METHODS: 18 in-depth semi-structured interviews were conducted, 12 marriages of Japanese man and Korean woman, and 6 unions of Korean man and Japanese woman. Snowball sampling was used for participant recruitment. Interviews took place in Kyushu, Japan during the period between April 11 and July 18, 2017 and were conducted in Korean, English or through a Japanese translator. The interviews elicited participants’ life history narratives which provided empirical material for exploring how colonial and post-colonial experiences between two nations are encountered and negotiated in their daily life. Interviews were transcribed verbatim and coded thematically.
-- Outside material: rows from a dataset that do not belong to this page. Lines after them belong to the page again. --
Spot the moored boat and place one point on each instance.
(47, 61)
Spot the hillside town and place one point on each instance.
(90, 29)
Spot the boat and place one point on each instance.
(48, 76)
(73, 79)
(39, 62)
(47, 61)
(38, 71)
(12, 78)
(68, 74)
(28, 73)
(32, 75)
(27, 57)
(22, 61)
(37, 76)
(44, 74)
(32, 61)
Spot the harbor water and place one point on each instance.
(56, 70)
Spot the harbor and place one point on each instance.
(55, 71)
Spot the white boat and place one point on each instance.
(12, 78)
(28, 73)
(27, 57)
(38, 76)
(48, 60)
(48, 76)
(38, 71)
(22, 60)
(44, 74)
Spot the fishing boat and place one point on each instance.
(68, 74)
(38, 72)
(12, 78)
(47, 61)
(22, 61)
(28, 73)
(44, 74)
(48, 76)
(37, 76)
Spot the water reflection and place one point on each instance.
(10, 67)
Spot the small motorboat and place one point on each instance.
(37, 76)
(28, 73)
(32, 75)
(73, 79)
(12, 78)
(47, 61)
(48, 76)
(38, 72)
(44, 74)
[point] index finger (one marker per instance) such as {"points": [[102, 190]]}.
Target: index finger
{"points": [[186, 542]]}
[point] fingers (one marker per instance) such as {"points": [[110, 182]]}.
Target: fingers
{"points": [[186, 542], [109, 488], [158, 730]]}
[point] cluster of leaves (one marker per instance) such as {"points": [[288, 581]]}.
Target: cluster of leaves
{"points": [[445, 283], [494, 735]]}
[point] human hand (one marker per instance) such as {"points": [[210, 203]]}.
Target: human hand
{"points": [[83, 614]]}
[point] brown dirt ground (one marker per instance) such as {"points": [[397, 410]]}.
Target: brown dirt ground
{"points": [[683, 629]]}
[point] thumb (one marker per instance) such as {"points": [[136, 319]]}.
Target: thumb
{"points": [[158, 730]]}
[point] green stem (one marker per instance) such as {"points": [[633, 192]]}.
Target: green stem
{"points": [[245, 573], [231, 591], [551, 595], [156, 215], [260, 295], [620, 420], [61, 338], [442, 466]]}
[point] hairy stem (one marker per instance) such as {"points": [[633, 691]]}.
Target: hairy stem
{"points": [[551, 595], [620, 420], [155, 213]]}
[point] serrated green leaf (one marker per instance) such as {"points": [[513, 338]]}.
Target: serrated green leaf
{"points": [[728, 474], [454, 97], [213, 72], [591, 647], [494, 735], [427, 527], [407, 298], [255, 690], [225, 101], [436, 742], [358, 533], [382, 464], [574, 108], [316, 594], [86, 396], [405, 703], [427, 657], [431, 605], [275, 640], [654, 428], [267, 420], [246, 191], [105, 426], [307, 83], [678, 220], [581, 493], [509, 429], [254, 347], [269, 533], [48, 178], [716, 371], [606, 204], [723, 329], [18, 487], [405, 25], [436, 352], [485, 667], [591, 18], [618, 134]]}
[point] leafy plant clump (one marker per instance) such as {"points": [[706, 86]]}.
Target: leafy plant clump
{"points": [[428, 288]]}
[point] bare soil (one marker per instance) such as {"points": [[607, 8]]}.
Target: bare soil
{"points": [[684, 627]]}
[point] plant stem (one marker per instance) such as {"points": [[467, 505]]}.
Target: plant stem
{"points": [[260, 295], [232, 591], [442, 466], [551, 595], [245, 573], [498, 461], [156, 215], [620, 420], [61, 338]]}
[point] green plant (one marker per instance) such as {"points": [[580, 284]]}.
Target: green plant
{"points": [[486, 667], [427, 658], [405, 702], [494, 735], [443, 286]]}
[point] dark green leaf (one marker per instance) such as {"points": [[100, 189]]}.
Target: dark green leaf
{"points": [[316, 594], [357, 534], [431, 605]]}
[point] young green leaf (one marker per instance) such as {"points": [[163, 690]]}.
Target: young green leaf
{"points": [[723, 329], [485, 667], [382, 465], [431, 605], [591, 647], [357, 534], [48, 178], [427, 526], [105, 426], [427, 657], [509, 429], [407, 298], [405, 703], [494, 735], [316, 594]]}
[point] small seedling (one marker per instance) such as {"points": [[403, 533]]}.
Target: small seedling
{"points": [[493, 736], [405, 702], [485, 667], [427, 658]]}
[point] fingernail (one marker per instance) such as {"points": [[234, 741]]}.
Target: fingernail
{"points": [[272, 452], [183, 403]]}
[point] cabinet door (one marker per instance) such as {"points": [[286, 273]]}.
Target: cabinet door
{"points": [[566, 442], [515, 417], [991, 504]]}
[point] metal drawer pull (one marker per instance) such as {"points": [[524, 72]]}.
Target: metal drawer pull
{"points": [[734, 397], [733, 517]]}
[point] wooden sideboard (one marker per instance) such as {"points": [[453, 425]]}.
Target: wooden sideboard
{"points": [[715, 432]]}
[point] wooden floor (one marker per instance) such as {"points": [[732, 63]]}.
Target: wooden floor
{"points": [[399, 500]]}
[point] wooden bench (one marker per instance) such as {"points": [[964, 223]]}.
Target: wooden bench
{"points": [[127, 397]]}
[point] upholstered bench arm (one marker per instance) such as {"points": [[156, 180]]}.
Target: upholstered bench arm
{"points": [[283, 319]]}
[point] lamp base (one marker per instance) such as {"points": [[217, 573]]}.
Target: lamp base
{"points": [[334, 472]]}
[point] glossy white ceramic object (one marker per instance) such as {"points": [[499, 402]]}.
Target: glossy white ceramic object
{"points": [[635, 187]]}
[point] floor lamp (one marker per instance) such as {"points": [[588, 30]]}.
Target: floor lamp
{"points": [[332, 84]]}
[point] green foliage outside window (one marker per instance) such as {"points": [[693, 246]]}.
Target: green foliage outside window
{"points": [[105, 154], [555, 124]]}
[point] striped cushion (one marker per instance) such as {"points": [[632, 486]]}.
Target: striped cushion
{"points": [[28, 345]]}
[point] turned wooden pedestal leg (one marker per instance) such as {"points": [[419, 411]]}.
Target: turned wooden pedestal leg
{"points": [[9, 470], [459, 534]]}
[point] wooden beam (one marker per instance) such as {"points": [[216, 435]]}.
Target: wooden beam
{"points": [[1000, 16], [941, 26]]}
FINDINGS: First of all, this study testifies to the highly contested nature of border crossing and place-making of Korean-Japanese transnational families as their present experiences are embedded in historical experiences and are shaped by the past. Lingering colonial memories, lived and reimagined, influence both sides of the divide (colonizer and colonized) in power relations as indicated by familial (in)acceptance of the union. Second, Korean immigrant spouses cope with situations of “othering” by choosing strategic (in)visibility in terms of choice of family names for their children, language to be spoken at different situations, and holding dual citizenships. Third, this study found that fluid identities such as ‘citizen of heaven’, ‘global citizen’ and acquiring passports from both countries for children were ways to withhold or defer loyalties to either country at the potential risk of discrimination and marginalization.
CONCLUSION AND IMPLICATIONS:
Findings highlight the influence of accumulated colonial and post-colonial experiences that still shape the daily life of the Japanese-Korean transnational families in Japan. It shows the importance of understanding multiple factors that shape life experiences of transnational families and the historical experiences are one of those easy to overlook but to be explored in order to provide culturally sensitive interventions for them.